UniCredit’s Turkish Unit Is Biggest Drain on Italian Bank’s Funds

(Bloomberg) -- Turkey’s economic woes may cost UniCredit SpA more than 1.5 billion euros ($1.7 billion) this year after the Italian bank’s venture in the country sought funds for a second time in eight months.

Italy’s biggest bank plans to buy about 40 percent of the $1 billion in additional Tier 1 bonds that Turkish unit Yapi Kredi is planning to sell, according to two people with knowledge of the plan. Koc Holding AS, the Italian lender’s partner in the joint venture, is said to be buying the same amount.

The purchase would make good on UniCredit Chief Executive Officer Jean-Pierre Mustier’s promise to keep the bank’s stake in the lender and support any recapitalization it may need. Yapi contributed about 200 million euros to UniCredit’s profit in the first nine months.

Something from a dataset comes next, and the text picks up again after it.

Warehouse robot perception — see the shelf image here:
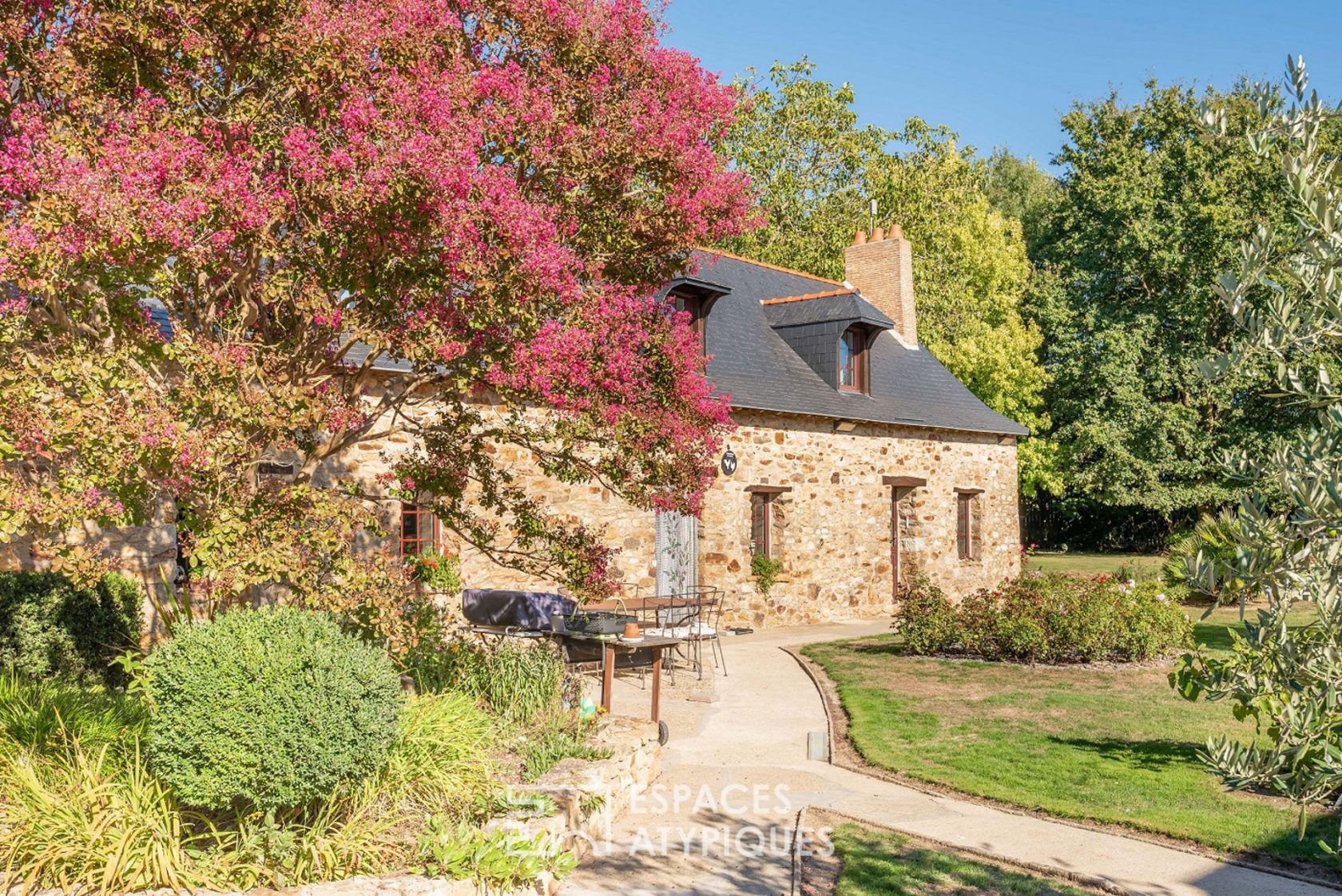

The Istanbul-based lender is tapping its owners for a second time after it raised a similar amount through a rights offer in April in which UniCredit invested about 330 million euros. In addition the Yapi Kredi fund raising, the Italian bank took a surprise 850 million-euro charge in the third quarter to revalue its stake in the bank after lenders across Turkey were squeezed by a plunge in the country’s lira.

Liquidity Touched

“Support for Yapi is an obligatory step for UniCredit, which should not hurt the bank’s capital position, but will mean smaller liquidity buffer,” said Marta Bastoni, an analyst at Bloomberg Intelligence in London. The Italian bank’s liquidity coverage ratio “has declined to 162 percent at the end of third quarter from 192 percent at the end of March.”

UniCredit fell as much as 0.9 percent in Milan trading and was down 0.6 percent at 10.58 euros as of 10:28 a.m., giving the bank a market value of 23.6 billion euros. The stock has dropped 32 percent this year compared with a 27 percent decline of the 48-member STOXX 600 Banks Index.

Last month, UniCredit turned to Pacific Investment Management Co. to raise $3 billion through five-year bonds at a cost that was six times greater than what it paid in January amid stress in the market. Pimco was the sole buyer of the bank’s surprise sale, people with knowledge of the transaction have said.

UniCredit bought a stake in Yapi Kredi with Koc Holding in 2005 and each investor holds half of their approximately 80 percent holding. Last month, Mustier called the bank’s outlook on Turkey and trading revenue “super conservative” and said management expects some upside on Yapi Kredi. The CEO also said he isn’t planning to book additional impairments of its stake in the Turkish bank even if it faces more market turbulence.